A flush task is scheduled, with debounce
Each buffer has at most one flush task. When a new message arrives, the old task is cancelled and a new one is scheduled with the same debounce_seconds delay. The clock resets every time a new message arrives.
After silence, flush
If no new message arrives within debounce_seconds, the task fires. It coalesces all pending messages into a single inject_turn.
Coalesce intelligently
For 1 message: "María sent: <text>".
For 3 messages: "María sent 3 messages. Read them out: a | b | c".
The model uses the persona's voice and language to narrate. The skill just hands it the data and an instruction.
Why both debounce and dedup_key
dedup_key only deduplicates queued injects. If the first inject already fired and a duplicate arrives a millisecond later, the duplicate fires too.
For bursty senders, that's not enough. We need application-level coalescing — combine N events into one narrated message. The buffer + debounce pattern does this; dedup_key is icing.
Backfill on connect
When the skill starts (or reconnects after a crash), there might be unread messages from the offline period. Don't flood the user with all of them — backfill carefully:
async def setup(self, ctx: SkillContext) -> None:
self._ctx = ctx
self._logger = ctx.logger
# Fetch unread from the last 6 hours.
unread = await self._fetch_unread(since=datetime.now() - timedelta(hours=6))
# Group by sender.
by_sender = defaultdict(list)
for msg in unread:
by_sender[msg.sender].append(msg.text)
# One inject per sender, summarizing.
for sender, msgs in by_sender.items():
if len(msgs) == 1:
prompt = f"Mientras estabas fuera, {sender} envió: {msgs[0]}"
else:
prompt = (
f"Mientras estabas fuera, {sender} envió {len(msgs)} mensajes. "
f"Léelos: {' | '.join(msgs)}"
)
await self._ctx.inject_turn(
prompt,
dedup_key=f"backfill_{sender}_{datetime.now().date()}",
priority=InjectPriority.NORMAL,
)The NORMAL priority means the backfill drains when the user is not in the middle of something. Less intrusive than BLOCK_BEHIND_COMMS.
When to inject vs queue
Three priority tiers, three scenarios:
| Scenario | Priority |
|---|---|
| New message from anyone — minor | NORMAL |
| New message from a starred contact | BLOCK_BEHIND_COMMS |
| Emergency contact ("ICE") | PREEMPT |
| Backfill on reconnect | NORMAL |
Think about what would the user want interrupted for this.

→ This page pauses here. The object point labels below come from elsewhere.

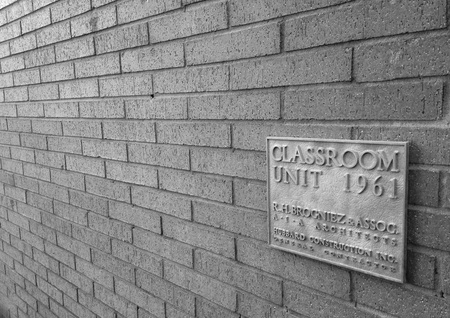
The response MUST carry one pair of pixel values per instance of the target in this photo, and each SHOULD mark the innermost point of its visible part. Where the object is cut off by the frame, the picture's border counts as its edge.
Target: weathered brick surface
(393, 101)
(165, 28)
(411, 57)
(122, 38)
(244, 12)
(253, 42)
(133, 166)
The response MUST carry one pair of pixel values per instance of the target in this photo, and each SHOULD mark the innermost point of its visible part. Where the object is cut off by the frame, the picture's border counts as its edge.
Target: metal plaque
(340, 201)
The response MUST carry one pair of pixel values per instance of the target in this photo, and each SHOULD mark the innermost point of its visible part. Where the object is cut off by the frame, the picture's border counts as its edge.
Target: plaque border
(405, 206)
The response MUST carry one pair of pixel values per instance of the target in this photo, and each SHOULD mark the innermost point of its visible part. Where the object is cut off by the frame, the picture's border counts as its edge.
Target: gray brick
(136, 174)
(40, 202)
(82, 128)
(245, 164)
(206, 309)
(94, 21)
(198, 134)
(66, 109)
(126, 85)
(139, 258)
(423, 188)
(236, 106)
(22, 44)
(319, 276)
(95, 239)
(234, 274)
(115, 150)
(160, 245)
(322, 66)
(53, 34)
(67, 179)
(397, 300)
(415, 57)
(60, 255)
(13, 138)
(250, 194)
(157, 108)
(418, 100)
(21, 125)
(123, 38)
(13, 63)
(57, 72)
(213, 188)
(167, 27)
(33, 141)
(107, 188)
(8, 110)
(64, 144)
(160, 155)
(113, 265)
(77, 279)
(18, 10)
(420, 269)
(43, 92)
(135, 216)
(70, 213)
(244, 12)
(119, 304)
(424, 229)
(103, 109)
(10, 31)
(201, 285)
(141, 298)
(79, 89)
(134, 9)
(101, 65)
(425, 143)
(253, 136)
(199, 236)
(153, 57)
(6, 80)
(95, 273)
(167, 291)
(76, 308)
(199, 79)
(308, 302)
(89, 202)
(162, 201)
(129, 130)
(89, 166)
(119, 230)
(36, 20)
(37, 4)
(4, 50)
(237, 220)
(75, 49)
(40, 57)
(258, 41)
(51, 159)
(68, 8)
(27, 77)
(76, 247)
(54, 191)
(94, 305)
(36, 171)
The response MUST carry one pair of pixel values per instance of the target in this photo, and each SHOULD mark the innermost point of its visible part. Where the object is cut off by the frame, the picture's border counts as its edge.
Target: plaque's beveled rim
(405, 144)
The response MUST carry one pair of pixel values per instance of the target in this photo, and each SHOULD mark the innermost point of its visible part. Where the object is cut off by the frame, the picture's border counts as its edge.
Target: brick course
(132, 152)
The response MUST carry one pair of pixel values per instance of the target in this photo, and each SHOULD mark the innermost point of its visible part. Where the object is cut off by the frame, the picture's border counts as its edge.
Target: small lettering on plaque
(340, 201)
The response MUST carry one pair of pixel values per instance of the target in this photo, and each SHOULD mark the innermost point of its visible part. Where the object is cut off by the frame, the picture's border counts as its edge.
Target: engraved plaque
(340, 201)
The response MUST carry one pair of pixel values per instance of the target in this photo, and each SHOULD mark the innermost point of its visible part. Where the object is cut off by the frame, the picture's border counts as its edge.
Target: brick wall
(132, 145)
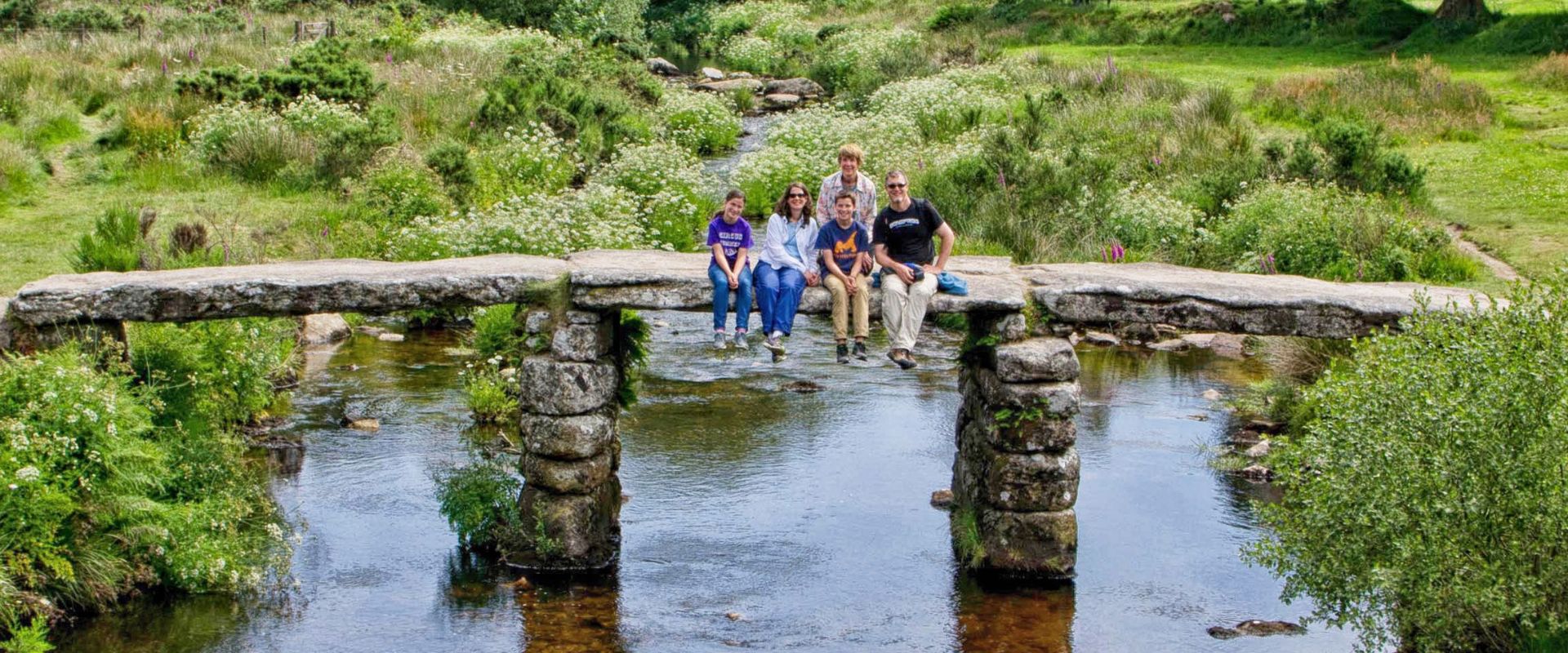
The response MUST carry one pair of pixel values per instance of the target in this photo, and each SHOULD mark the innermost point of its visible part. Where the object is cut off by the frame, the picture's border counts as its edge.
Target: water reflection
(1005, 619)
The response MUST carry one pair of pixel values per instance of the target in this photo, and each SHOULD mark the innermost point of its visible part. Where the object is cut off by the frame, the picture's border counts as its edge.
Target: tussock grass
(1410, 97)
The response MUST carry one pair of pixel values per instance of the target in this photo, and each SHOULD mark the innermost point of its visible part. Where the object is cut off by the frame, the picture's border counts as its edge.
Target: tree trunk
(1462, 10)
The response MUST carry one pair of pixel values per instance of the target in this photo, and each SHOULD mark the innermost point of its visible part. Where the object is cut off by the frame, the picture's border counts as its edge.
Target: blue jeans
(778, 296)
(722, 296)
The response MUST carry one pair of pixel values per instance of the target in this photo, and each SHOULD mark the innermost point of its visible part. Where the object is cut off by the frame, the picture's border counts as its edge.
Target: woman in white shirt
(787, 265)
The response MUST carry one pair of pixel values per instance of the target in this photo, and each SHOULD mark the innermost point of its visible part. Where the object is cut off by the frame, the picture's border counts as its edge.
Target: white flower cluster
(530, 158)
(858, 47)
(317, 118)
(216, 127)
(702, 122)
(541, 223)
(1147, 220)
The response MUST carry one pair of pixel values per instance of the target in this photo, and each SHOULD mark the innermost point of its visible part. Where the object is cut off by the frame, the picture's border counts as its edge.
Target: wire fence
(301, 30)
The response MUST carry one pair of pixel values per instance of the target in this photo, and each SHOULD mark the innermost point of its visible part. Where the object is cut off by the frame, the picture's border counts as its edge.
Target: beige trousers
(844, 304)
(903, 307)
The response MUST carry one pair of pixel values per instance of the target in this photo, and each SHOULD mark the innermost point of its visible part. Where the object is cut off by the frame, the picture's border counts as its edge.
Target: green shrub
(322, 69)
(951, 16)
(480, 501)
(400, 189)
(102, 503)
(212, 376)
(20, 15)
(1424, 501)
(451, 162)
(526, 160)
(702, 122)
(1329, 233)
(115, 245)
(496, 332)
(490, 390)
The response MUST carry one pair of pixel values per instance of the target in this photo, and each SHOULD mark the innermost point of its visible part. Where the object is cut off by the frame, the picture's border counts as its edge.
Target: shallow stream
(804, 514)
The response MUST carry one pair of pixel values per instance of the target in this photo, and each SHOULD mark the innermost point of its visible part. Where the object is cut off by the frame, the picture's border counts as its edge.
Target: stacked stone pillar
(1017, 470)
(571, 497)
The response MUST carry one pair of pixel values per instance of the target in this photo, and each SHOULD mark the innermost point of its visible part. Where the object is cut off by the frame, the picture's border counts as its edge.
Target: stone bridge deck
(1075, 293)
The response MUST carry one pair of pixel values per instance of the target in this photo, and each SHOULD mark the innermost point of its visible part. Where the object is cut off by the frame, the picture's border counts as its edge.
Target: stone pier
(1017, 469)
(571, 451)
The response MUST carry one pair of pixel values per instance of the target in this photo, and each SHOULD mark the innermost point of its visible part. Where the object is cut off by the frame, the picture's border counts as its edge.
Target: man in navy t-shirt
(902, 238)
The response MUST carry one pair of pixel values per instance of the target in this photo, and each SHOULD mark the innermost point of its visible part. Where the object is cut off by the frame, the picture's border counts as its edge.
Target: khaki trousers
(844, 304)
(903, 307)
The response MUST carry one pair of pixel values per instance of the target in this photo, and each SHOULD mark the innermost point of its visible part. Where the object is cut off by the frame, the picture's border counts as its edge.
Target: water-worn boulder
(780, 102)
(729, 85)
(800, 87)
(567, 387)
(323, 329)
(1032, 482)
(582, 342)
(661, 66)
(579, 531)
(1049, 398)
(565, 477)
(1037, 544)
(1258, 629)
(1039, 359)
(571, 438)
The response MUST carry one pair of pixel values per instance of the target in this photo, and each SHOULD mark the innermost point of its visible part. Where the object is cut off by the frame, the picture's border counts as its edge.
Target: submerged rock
(661, 66)
(800, 385)
(1256, 629)
(1101, 339)
(942, 499)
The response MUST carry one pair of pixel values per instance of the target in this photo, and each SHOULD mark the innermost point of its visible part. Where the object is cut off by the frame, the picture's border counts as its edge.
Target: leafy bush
(951, 16)
(1424, 501)
(480, 501)
(400, 189)
(543, 224)
(322, 69)
(100, 501)
(702, 122)
(528, 160)
(212, 376)
(668, 185)
(1414, 97)
(451, 162)
(115, 245)
(1329, 233)
(488, 390)
(1549, 73)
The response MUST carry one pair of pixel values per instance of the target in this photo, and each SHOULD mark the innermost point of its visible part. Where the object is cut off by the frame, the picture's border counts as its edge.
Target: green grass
(1509, 189)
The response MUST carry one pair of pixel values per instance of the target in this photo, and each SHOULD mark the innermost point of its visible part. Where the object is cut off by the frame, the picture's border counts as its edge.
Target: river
(804, 514)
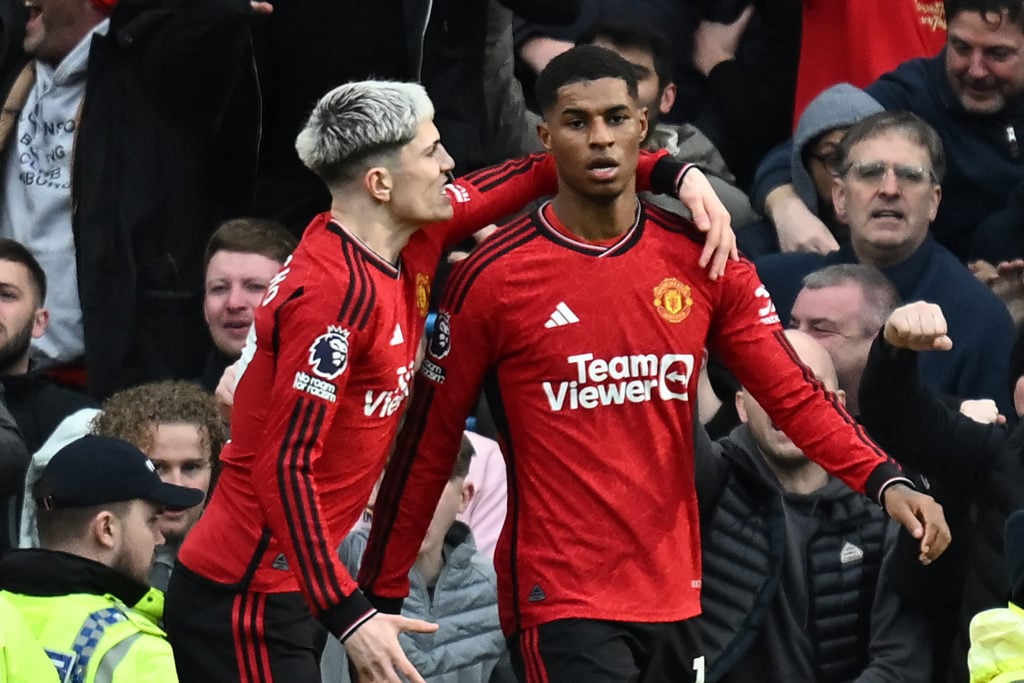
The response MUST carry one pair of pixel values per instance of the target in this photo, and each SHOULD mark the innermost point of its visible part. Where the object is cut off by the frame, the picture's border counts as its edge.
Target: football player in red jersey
(324, 382)
(586, 324)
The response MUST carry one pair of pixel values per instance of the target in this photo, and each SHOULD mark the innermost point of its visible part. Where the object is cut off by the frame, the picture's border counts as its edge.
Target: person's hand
(376, 653)
(922, 517)
(224, 393)
(1006, 281)
(715, 43)
(799, 229)
(711, 216)
(918, 327)
(983, 411)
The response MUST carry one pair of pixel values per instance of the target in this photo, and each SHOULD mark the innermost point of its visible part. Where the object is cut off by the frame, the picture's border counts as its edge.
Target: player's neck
(374, 227)
(595, 221)
(802, 479)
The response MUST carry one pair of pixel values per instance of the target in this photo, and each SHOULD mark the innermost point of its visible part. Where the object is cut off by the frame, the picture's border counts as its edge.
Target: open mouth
(890, 214)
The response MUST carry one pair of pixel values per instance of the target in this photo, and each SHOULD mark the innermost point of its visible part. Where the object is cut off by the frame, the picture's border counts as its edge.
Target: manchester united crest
(673, 300)
(422, 293)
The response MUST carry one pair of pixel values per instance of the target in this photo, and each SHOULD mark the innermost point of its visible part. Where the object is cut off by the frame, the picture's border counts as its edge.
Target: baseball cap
(94, 470)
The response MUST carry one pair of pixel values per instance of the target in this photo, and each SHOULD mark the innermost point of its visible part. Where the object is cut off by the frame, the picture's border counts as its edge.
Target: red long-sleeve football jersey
(317, 406)
(590, 356)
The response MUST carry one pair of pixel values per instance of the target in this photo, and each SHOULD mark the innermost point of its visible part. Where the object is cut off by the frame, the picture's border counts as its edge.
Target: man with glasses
(889, 170)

Most messages: nothing. Important contacts: yes, but not phone calls. ICE: yes, even phone calls.
Inbound calls
Telegram supports voice calls. The pattern there is different: inject_turn_and_wait to announce, then start_input_claim to bridge audio:
async def _on_inbound_call(self, caller_name: str, peer_id: str):
# Step 1: Announce. Block until announcement finishes.
await self._ctx.inject_turn_and_wait(
f"Llamada entrante de {caller_name}, contestando.",
priority=InjectPriority.BLOCK_BEHIND_COMMS,
)
# Step 2: Bridge audio.
claim = InputClaim(
on_mic_frame=self._forward_to_peer(peer_id),
speaker_source=self._stream_from_peer(peer_id),
on_claim_end=self._on_call_end,
title=caller_name,
)
try:
handle = await self._ctx.start_input_claim(claim)
except ClaimBusyError:
# Another call is active.
await self._ctx.logger.awarning("call_blocked", reason="comms_busy")
returnKey: announce first (and wait), then bridge. If you bridge first, the user hears the caller's audio before the announcement.